For all of the misery suffered by generations without electricity, at least the world has dodged one bullet—a huge legacy stock of dirty power plants in low-income countries belching out CO2 for the rest of their 30-year lives. But that silver lining on the cloud of global energy poverty may be about to fray because the cloud itself is evaporating. Many of the poorest of the world’s people are at last becoming richer—and they are going to demand more energy as a result.

Xavier Sala-i-Martin and Maxim Pinkovskiy of Columbia University and the Massachusetts Institute of Technology estimate that Africa will halve the number of people living on $1.25 or less—the global definition for absolute poverty—between 1990 and 2017. And the number of countries worldwide classified as low-income by the World Bank has fallen from 63 in 2000 to 35 this year. We’ve seen those are the countries that largely rely on hydro power rather than fossil fuels (think the Nam Theun dam in Laos or the Inga Dams in the Democratic Republic of Congo). And middle-income countries consume four times the energy. Absent new technologies that produce cleaner power for all of these richer countries, the global environment will be in even more dire straits than it is already.
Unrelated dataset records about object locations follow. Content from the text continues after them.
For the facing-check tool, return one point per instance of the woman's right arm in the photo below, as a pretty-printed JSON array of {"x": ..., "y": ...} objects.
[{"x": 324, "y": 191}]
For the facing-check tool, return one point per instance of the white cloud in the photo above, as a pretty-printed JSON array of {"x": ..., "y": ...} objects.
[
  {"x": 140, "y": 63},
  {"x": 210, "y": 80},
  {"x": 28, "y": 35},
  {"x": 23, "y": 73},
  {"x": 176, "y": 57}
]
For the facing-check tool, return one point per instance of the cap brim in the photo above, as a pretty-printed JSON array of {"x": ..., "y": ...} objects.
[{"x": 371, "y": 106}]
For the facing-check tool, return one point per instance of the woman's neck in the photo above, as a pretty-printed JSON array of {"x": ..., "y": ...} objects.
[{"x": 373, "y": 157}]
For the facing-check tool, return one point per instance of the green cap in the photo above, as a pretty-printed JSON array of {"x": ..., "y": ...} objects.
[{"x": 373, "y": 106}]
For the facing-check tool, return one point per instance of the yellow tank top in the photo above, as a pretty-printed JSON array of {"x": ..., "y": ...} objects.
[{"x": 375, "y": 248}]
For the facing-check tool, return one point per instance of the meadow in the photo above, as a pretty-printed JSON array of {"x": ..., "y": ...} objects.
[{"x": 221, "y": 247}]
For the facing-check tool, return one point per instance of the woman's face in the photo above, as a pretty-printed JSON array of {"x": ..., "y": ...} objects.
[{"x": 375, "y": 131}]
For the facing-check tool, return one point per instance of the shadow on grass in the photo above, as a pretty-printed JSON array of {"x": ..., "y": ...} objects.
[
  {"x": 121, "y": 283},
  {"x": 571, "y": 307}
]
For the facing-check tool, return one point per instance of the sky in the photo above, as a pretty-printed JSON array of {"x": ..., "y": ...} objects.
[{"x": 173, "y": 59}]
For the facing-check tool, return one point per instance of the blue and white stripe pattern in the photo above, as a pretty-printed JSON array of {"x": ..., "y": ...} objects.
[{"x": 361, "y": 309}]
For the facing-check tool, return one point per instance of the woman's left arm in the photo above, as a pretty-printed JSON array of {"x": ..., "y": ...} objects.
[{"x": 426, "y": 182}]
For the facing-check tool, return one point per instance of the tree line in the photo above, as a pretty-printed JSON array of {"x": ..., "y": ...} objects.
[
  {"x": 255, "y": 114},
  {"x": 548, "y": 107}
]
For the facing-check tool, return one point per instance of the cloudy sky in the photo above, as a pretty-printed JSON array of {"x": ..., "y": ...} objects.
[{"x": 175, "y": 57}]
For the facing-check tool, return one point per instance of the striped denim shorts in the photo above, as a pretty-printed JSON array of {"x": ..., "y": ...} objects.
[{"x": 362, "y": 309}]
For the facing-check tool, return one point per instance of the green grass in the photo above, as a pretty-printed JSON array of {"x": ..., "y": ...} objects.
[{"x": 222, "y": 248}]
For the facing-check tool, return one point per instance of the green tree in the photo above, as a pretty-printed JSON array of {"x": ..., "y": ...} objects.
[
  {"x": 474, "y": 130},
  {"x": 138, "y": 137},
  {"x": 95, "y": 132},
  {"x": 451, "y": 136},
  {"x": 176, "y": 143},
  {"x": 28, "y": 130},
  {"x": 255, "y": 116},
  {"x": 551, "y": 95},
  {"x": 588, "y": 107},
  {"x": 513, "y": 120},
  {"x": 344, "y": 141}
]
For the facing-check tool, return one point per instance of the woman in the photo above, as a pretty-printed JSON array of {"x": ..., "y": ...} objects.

Mercifully, just as the developing world is getting a lot more energy-hungry, methods to get that power from off-grid energy-efficient and environmentally sustainable sources are coming to the market. For example, solar lanterns—which use solar cells to charge a battery that powers an LED at night—are now available for less than $20. The payback period for buying that solar lantern rather than a cheaper kerosene model and the fuel to power it will fall from seven months today to below two months in 2015. And whole solar panels cost 40 percent of what they did a mere two years ago. In India, a panel costs about $300, the cost of a year’s supply of kerosene for a lamp—but the panel provides sufficient electricity for a battery to power a number of considerably brighter lights. More broadly, developing countries are spending more than rich countries on new renewable capacity—$72 billion in 2010. David Wheeler at the Center for Global Development suggests India plans to generate 15 percent of its energy from renewable sources by 2020, mostly from solar. The IPCC reckons that renewables could be delivering as much as 80 percent of the world’s power by midcentury.

If we do manage this energy transformation, the world will have achieved a stunning combination of victories. First, over the energy poverty and poor health of those billions relying on dangerous, inefficient traditional sources and, second, over the greenhouse gas excess of those consuming power from burning stuff—be it dung, wood, coal, or oil. Making this conversion happen surely seems worth the odd carbon tax or renewable subsidy.